What do you plan to do on day one, if elected mayor?

Ja’Mal Green: I plan to sign an executive order to ban the boot and seizures of vehicles for unpaid tickets. We have to stop the practice of immobilizing and stealing vehicles in this city.


What’s your No. 1 goal for office?

To get our city safer. It’d be public safety. To start investing into communities, into people and to make sure resources are throughout communities (so) more families want to stay in Chicago and raise families.


Your campaign has a contentious history Willie Wilson’s. Wilson has polled among the top contenders and has millions of dollars behind his campaign for mayor. How do you activate his base to support you instead?
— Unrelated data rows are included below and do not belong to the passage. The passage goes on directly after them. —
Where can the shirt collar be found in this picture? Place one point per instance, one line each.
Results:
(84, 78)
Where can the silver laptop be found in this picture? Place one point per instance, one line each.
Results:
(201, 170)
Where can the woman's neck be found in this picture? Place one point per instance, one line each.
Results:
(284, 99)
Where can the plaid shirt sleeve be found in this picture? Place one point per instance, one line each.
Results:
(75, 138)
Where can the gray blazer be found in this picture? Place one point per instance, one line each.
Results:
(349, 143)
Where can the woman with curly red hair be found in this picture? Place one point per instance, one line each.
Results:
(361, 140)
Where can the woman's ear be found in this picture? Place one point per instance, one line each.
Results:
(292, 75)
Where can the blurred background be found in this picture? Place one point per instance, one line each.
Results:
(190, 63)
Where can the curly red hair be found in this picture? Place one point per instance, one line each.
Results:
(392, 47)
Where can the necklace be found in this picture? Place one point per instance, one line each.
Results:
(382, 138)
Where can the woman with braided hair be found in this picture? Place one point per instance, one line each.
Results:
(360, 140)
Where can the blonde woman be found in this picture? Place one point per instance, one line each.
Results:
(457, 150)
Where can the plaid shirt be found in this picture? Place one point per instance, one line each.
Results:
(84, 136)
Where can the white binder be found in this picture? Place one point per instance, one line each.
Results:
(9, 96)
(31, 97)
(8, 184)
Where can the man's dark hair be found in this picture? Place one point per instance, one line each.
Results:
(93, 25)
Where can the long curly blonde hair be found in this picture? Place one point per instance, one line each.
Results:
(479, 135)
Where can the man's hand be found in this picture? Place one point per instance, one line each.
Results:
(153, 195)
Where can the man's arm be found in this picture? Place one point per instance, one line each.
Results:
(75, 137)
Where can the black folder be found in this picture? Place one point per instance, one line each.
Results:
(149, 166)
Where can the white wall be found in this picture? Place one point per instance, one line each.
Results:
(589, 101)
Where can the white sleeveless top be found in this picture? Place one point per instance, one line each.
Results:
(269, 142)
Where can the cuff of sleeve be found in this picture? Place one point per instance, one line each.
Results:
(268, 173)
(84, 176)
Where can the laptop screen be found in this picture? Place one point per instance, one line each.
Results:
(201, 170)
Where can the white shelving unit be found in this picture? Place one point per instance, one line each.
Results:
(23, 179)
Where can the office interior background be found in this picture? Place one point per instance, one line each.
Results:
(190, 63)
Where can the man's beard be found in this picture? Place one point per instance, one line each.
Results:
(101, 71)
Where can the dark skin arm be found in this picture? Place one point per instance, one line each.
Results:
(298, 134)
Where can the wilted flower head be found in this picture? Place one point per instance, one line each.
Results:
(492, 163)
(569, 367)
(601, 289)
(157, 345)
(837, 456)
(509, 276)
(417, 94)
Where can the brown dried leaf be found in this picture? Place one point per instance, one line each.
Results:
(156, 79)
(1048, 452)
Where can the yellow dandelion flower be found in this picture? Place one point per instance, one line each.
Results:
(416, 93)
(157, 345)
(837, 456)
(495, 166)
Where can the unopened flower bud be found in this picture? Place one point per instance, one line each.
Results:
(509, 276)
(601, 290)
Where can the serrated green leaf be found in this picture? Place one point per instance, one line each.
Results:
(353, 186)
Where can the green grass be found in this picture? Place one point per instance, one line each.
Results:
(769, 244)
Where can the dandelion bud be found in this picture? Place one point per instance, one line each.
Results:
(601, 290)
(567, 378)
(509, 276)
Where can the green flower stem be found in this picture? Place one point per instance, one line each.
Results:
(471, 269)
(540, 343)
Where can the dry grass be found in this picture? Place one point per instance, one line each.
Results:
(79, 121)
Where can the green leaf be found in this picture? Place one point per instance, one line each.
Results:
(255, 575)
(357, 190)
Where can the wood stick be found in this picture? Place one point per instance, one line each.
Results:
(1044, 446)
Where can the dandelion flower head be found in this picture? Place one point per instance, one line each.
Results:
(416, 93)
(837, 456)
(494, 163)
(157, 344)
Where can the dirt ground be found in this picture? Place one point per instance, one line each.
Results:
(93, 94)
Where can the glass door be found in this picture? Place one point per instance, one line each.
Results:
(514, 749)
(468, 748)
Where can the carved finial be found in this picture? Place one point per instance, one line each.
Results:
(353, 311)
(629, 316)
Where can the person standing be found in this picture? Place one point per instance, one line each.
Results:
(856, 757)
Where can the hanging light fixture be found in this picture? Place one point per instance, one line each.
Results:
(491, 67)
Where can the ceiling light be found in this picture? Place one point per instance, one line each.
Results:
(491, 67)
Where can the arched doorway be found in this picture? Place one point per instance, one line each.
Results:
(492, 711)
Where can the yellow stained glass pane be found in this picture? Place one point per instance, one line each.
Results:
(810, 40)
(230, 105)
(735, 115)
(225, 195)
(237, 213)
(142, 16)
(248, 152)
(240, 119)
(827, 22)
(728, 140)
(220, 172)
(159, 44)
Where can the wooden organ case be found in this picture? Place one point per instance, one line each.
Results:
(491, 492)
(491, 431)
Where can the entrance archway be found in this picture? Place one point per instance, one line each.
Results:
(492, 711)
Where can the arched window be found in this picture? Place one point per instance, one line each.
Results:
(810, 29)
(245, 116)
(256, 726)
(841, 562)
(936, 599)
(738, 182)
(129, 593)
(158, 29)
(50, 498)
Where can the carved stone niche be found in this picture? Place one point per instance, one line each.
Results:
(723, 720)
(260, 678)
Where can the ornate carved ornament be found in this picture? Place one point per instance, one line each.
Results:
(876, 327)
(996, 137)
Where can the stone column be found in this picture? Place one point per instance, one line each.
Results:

He definitely is gonna have some cold supporters, but I don’t think he’s gonna have enough to win this race, as he does in every race he runs. And it’s not a hit against him, because I think he’s somebody who continues to give in this city. He just wouldn’t be the right mayor for this town. At the end of the day, we’re focused on activating people who usually don’t vote, and we’re putting our message and our platform out there. We’re going to win those TV debates that come up soon in the next few weeks. Once that happens, there’ll be a lot of supporters from every person in this race that comes to our side.


In 2021, you said, “We don’t have a gang problem in the city of Chicago, we have quality of life problem.” You’ve also said, “Gangs today are not powerful,” but in your campaign launch video, you touted your experience with defusing gang rivalries as a reason to elect you. So, is there a problem with organized crime in Chicago?

I don’t think there’s a problem with organized crime. When you have conditions that aren’t addressed – not investing in communities; not investing in young people; schools are underfunded; a lack of community centers, mentors and all the things they need – young people relate to someone else on their block and come up with a name for their group. They create these cliques. The root of it is the conditions they’re being raised in. If we address those conditions, the next generation of young people won’t feel they should be going to the street to find other people who relate to them and engage in a life of crime.


You have made police accountability a centerpiece of your campaign, even proposing officers carry liability insurance to cover the cost of misconduct lawsuits against them. You’ve also said there’s “no such thing as a good cop” within a system that’s racist –

I don’t know if I said that last sentence.


You tweeted in 2021, and please correct me if I –

I don’t know if I said a system that’s racist, but I did say it’s hard to be a good cop with the policing we have today. If the model of policing is to cover up for each other when one does wrong, how can there be a good cop when a good cop has to protect their pension, protect their family and experience racism in their own department? How can you be a good cop when you’re going to have the union against you, your colleagues against you, when they’re going to take everything away from you just from speaking up? We must change the model of policing and this whole “good old boys’ club” and make it a support system for the community, make it easier for police officers to be able to voice their concerns without being retaliated against and start to change the way policing in general is in our communities – from an oppressive force to a supportive force.


The Chicago Fraternal Order of Police and Mayor Lori Lightfoot have frequently sparred during her term. What will be your approach to dealing with the organization and its leader, John Catanzara, whom you’ve had a contentious personal history with?

Hopefully he won’t be there by the time I’m mayor. … But what I will say is that as mayor, I got to work with everybody. I don’t like John Catanzara. We have fought many times publicly over the years. But as mayor, I need to work with him because he represents police in our city. We need to negotiate in good faith and come to a compromise on what needs to happen and how the city will treat the police officers that he represents. I believe in compromise, and I’ll be a compromiser.


You’ve been to dozens of protests over the last decade, and you’ve been arrested multiple times at those demonstrations, including for resisting arrest in 2016 and for disorderly conduct in 2021. What have you learned from those experiences?

They will always arrest or try to silence anyone who speaks up against the powers that be. We need to change that. We cannot continue to meet folks, who are tired of their conditions, with police and incarceration. America’s just in love with incarceration, and that needs to change. Many people want change. Thousands of people protested with me over the years. Tens of thousands of people, I would say, and we’re willing to risk anything to get the results that we need.